A variety of biological functions have been associated with Hr domains. Marine invertebrates use Hr proteins to reversibly bind O₂ for transport and storage.⁵⁵ Prokaryotic Hr proteins seem to have a more diverse set of functions, including O₂ transport for M. capsulatus (Bath) Hr,^49,56 O₂ sensing for chemotaxis by DcrH-Hr,²⁸, and iron binding for storage and transport for uncharacterized Hr-like proteins.⁵⁷ The previous study of A. cellulolyticus P_1B-5-Hr suggested that the domain might sense O₂ and regulate metal transport. However, the pronounced difference in stabilities of the oxy states of A. cellulolyticus P_1B-5-Hr and Nia-Hr suggests that the domain does not function as an O₂ sensor for all P_1B-5-ATPases. Instead, the Hr-like domain could serve as an iron sensor, analogous to soluble metal binding domains in other P_1B-ATPases that play regulatory roles via metal-dependent protein-protein interactions. For example, in the P_1B-1-ATPases, Cu⁺ binding to the N-terminal metal binding domain precludes its interaction with the ATPBD.^58,59 Iron binding by Hr domains may similarly affect interdomain interactions. It may be that the massive metal delivery to a maturing nodule⁴⁷ causes local accumulation of iron and other elements that would have to be detoxified. Nia, which is expressed in the nodule, could detect toxic iron levels with its Hr domain, and activate its efflux.

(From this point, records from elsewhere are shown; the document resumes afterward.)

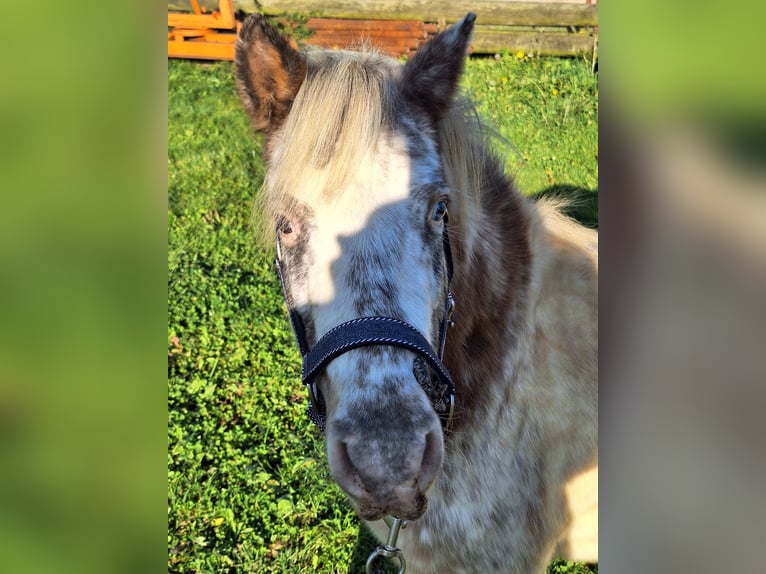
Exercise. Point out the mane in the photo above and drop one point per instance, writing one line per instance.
(347, 103)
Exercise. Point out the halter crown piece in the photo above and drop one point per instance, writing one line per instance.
(370, 331)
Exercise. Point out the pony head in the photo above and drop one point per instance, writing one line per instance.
(358, 196)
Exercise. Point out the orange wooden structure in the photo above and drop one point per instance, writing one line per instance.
(208, 36)
(393, 37)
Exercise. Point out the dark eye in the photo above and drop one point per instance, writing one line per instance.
(440, 211)
(284, 227)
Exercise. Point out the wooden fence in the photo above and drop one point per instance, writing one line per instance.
(400, 26)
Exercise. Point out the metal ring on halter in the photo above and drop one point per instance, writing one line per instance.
(386, 552)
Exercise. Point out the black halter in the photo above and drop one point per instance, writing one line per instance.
(367, 331)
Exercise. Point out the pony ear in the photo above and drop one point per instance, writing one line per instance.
(430, 78)
(269, 72)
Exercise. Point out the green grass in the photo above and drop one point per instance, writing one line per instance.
(248, 486)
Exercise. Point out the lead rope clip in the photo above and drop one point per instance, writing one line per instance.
(389, 549)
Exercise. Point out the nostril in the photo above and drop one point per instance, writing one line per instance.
(433, 453)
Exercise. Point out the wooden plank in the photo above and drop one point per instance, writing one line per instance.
(488, 11)
(538, 43)
(201, 50)
(210, 5)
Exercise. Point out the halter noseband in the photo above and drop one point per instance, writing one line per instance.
(369, 331)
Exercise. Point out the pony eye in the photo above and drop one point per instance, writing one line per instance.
(284, 226)
(440, 211)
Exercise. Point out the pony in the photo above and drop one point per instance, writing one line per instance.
(389, 203)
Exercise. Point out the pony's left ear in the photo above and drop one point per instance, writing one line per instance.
(430, 78)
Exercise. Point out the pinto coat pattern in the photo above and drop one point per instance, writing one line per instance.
(365, 159)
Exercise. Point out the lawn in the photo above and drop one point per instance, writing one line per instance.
(248, 486)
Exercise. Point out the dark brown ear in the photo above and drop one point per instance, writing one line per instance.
(269, 72)
(431, 76)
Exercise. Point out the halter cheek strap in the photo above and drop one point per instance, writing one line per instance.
(371, 331)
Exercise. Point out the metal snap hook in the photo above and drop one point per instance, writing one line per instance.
(389, 549)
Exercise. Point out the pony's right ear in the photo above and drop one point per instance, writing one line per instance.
(269, 72)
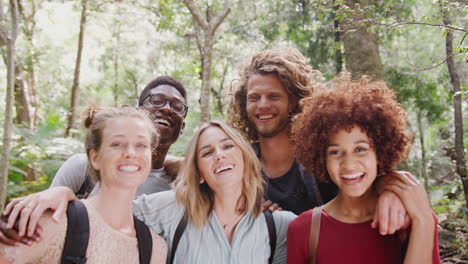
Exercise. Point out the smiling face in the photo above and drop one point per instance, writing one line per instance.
(219, 160)
(124, 157)
(351, 162)
(268, 105)
(168, 122)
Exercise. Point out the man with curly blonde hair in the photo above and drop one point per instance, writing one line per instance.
(265, 98)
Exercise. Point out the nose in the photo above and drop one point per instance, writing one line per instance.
(166, 107)
(263, 102)
(348, 162)
(220, 154)
(128, 152)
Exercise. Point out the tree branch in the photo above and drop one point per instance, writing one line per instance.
(419, 69)
(197, 15)
(219, 19)
(400, 23)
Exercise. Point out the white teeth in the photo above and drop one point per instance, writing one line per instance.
(353, 176)
(266, 116)
(223, 168)
(162, 122)
(128, 168)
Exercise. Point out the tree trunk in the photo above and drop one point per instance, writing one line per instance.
(338, 54)
(206, 79)
(8, 100)
(209, 25)
(76, 79)
(423, 152)
(25, 83)
(115, 56)
(457, 106)
(361, 46)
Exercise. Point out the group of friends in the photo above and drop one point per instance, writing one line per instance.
(301, 173)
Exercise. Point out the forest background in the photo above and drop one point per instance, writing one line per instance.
(58, 56)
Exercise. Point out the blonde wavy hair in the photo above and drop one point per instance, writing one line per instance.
(95, 120)
(294, 73)
(198, 198)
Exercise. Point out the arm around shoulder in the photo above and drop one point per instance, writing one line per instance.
(72, 173)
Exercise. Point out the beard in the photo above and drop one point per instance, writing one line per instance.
(271, 130)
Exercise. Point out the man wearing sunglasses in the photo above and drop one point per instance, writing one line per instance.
(166, 99)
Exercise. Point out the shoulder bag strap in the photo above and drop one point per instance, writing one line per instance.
(314, 233)
(271, 233)
(178, 234)
(145, 241)
(76, 239)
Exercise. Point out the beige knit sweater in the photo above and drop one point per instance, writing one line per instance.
(106, 245)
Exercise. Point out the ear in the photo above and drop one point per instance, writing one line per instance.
(293, 103)
(182, 128)
(93, 155)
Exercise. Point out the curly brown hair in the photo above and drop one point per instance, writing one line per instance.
(291, 68)
(370, 105)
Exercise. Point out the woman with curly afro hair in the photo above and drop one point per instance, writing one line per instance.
(350, 135)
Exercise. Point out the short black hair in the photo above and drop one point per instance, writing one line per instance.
(168, 80)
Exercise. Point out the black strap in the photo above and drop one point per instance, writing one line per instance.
(145, 242)
(271, 233)
(76, 240)
(178, 234)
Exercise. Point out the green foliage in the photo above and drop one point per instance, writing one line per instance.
(36, 155)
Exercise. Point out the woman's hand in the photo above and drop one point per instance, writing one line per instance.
(269, 205)
(412, 194)
(30, 208)
(390, 214)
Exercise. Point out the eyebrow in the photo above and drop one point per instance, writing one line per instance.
(122, 136)
(355, 142)
(209, 145)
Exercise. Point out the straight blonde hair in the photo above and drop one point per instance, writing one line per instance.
(198, 197)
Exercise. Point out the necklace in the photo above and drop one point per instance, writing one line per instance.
(226, 227)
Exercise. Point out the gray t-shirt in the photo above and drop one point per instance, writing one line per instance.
(72, 174)
(250, 242)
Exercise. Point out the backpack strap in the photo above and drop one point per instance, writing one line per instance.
(271, 233)
(145, 241)
(314, 233)
(178, 234)
(85, 188)
(76, 239)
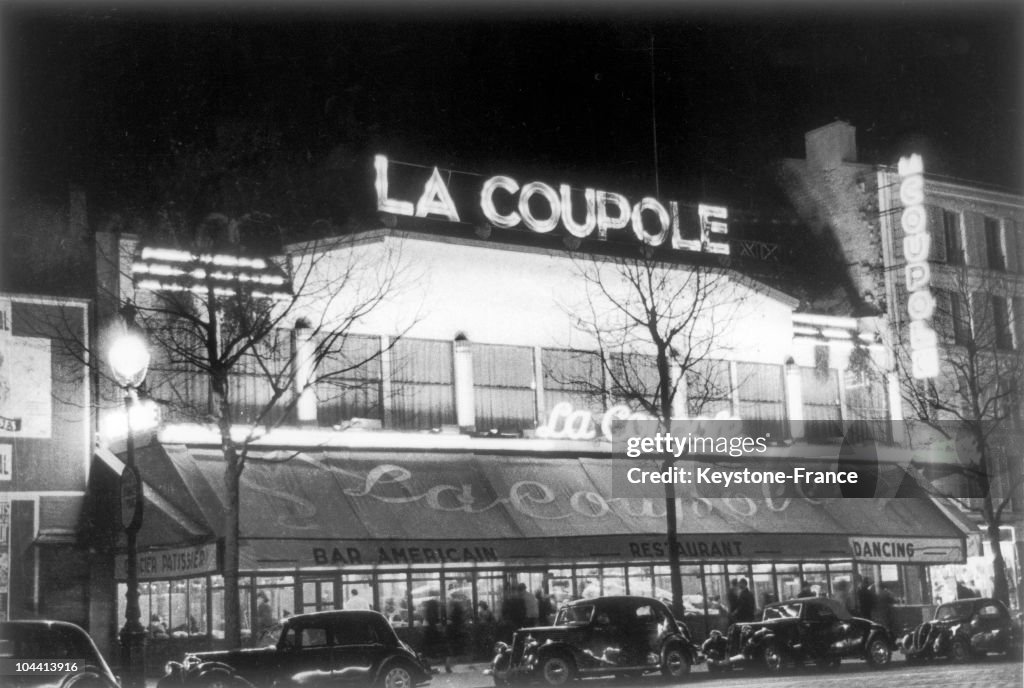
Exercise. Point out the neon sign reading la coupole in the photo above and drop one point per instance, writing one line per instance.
(564, 422)
(586, 214)
(916, 246)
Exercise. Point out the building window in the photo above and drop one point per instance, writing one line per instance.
(762, 398)
(951, 316)
(709, 388)
(867, 409)
(951, 238)
(504, 387)
(1000, 324)
(573, 377)
(993, 245)
(822, 411)
(349, 381)
(423, 384)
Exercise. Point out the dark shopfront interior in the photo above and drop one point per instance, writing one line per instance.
(192, 608)
(330, 521)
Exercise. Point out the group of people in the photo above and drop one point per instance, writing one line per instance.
(863, 599)
(522, 608)
(158, 628)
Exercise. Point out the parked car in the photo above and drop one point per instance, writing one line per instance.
(41, 654)
(623, 635)
(327, 648)
(807, 630)
(963, 630)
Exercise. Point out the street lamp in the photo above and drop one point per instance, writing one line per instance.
(129, 360)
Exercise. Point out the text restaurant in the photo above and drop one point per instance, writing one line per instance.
(470, 450)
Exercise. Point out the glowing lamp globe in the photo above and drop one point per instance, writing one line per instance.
(129, 359)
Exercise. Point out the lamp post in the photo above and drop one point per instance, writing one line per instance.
(129, 360)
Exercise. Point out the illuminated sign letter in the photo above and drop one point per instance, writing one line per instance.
(922, 336)
(921, 305)
(916, 247)
(605, 221)
(436, 200)
(539, 187)
(385, 204)
(651, 205)
(916, 244)
(581, 230)
(487, 202)
(713, 221)
(918, 276)
(914, 220)
(677, 234)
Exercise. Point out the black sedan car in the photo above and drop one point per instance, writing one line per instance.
(808, 630)
(57, 654)
(963, 630)
(328, 648)
(622, 636)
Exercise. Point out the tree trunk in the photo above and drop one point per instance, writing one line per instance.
(232, 615)
(672, 534)
(1000, 587)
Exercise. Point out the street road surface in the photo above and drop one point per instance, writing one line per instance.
(990, 673)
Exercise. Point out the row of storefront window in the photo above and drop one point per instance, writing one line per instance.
(514, 385)
(195, 606)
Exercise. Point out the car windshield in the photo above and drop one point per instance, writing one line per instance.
(790, 610)
(953, 610)
(581, 613)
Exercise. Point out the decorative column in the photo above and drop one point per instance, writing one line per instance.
(465, 409)
(303, 351)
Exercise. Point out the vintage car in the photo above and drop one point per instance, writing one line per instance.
(812, 630)
(963, 630)
(327, 648)
(57, 654)
(623, 635)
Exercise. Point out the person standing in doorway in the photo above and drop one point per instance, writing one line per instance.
(356, 601)
(530, 604)
(865, 598)
(745, 605)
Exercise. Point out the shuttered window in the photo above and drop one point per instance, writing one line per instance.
(422, 388)
(349, 381)
(504, 387)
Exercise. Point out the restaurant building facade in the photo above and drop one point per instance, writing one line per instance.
(468, 450)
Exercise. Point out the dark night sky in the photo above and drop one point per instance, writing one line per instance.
(98, 97)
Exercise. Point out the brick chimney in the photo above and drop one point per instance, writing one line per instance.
(828, 146)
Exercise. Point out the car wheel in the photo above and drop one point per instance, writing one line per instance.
(629, 676)
(879, 652)
(396, 676)
(960, 651)
(556, 670)
(219, 680)
(774, 661)
(675, 662)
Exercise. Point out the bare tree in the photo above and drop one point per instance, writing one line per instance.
(662, 332)
(973, 407)
(288, 349)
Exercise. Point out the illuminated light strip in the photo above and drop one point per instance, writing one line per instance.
(167, 255)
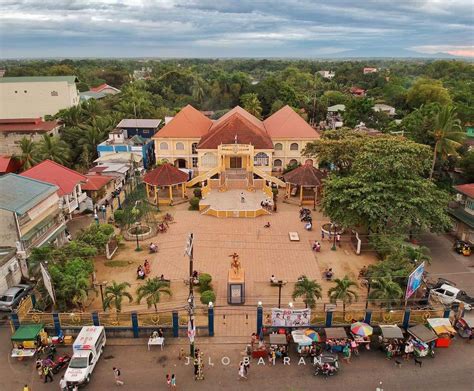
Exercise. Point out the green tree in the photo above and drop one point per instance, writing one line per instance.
(152, 291)
(448, 135)
(114, 295)
(343, 291)
(309, 290)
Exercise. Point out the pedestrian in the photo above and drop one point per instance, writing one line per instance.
(47, 374)
(117, 374)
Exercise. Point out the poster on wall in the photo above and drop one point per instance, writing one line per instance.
(290, 317)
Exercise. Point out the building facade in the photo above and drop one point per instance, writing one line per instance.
(31, 97)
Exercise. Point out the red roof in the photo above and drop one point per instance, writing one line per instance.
(26, 125)
(9, 164)
(287, 123)
(237, 125)
(467, 189)
(165, 175)
(56, 174)
(189, 122)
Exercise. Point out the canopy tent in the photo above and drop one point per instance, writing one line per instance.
(335, 333)
(422, 333)
(391, 332)
(28, 332)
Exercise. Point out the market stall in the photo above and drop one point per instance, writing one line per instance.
(423, 340)
(443, 329)
(27, 339)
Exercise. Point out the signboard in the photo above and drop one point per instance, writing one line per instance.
(48, 284)
(290, 317)
(414, 280)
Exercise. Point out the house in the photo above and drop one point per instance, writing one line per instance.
(9, 164)
(236, 141)
(368, 70)
(13, 130)
(31, 97)
(327, 74)
(462, 213)
(145, 128)
(72, 198)
(380, 107)
(30, 215)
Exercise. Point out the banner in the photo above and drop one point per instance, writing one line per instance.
(48, 284)
(414, 280)
(290, 317)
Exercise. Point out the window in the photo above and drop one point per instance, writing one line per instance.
(260, 159)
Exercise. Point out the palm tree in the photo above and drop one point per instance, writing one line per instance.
(386, 290)
(152, 291)
(114, 295)
(28, 156)
(53, 148)
(310, 290)
(447, 133)
(342, 291)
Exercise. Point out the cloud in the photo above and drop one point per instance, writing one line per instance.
(210, 28)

Iron binding and/or O₂ sensing by the Hr domain may also regulate the transport of another metal ion, mostly likely Ni. Previous studies of the Hr domain from a P_1B-5-ATPase from A. cellulolyticus suggest interplay between P_1B-5-ATPases and nickel-containing superoxide dismutase and NiFe hydrogenase.¹⁸ In this case, O₂ sensing by the Hr domain could regulate the Ni transport function of the P_1B-5-ATPase, thus maintaining appropriate Ni²⁺ concentrations.

Conclusions

Rhizobia in general and S. meliloti in particular have to thrive in a number of completely different environments, from aerobic soils where local distributions of transition metals can change significantly to a nodular microaerobic environment in which high levels of free-radical forming metals can be present. As a result, versatile transport systems must be in place to ensure cell viability. Nia appears to function in Fe²⁺ and Ni²⁺ detoxification both in free-living and in symbiotic conditions. Within the nodule, Nia function likely ensures that the massive iron transport to the developing symbiosome does not reach toxic levels killing the bacteria. This is unlike most bacteria that typically face the opposite problem, either too little iron in the environment, or a competition with the host organism for dwindling concentrations of this element. Its C-terminal Hr domain is likely critical and may act as a sensor responsible for detecting deleterious iron concentrations. Future work will be directed to studying the interaction of the C-terminal Hr domain with the other domains of Nia.